Education was not a part of their lives, and so it became a critical part of mine. My dad sat me down before I went to college and said, “I have given you all I have to give, it’s not much, but I’ve tried to set the good example. Make the most of it, study hard, learn all you can, go out, do more, be more than me.” I wanted to be in the creative arts in college, an interior designer perhaps. However, my father encouraged me to get an accounting degree. I never really became the accountant my father thought I would, but his advice set my career in motion.
At the forklift manufacturing firm where, at 28, I was CFO, the president of the company knew I didn’t have a lot of experience. He said to me, “you will make mistakes. It’s okay. Just don’t make the mistake that will cost the company.”
Those words have stayed with me.
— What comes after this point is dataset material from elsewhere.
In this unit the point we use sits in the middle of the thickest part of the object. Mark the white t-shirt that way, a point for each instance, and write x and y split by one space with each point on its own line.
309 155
He taught me not to be afraid of decision making, and yet know the impact of the decisions I make. That is also where I learned not to be afraid to ask the dumb questions, to really understand what lies underneath the product sold to a consumer. And that advice I pass on to everyone I work with.
I’ve never thought of myself as a mentor, and I’ve never really had formal mentoring relationships. But I try to learn something from everyone I meet and pass on the lessons learned to those who come after me.
Probably the best mentor I had is someone I have never met. Aristotle, who wrote, “We are what we repeatedly do. Excellence then, is not an act, but a habit.” These are words I strive to live by every day. I hope to be a good mentor to my kids and pass along to them the same message my father gave to me going off to college all those years ago. And I will be right there behind them.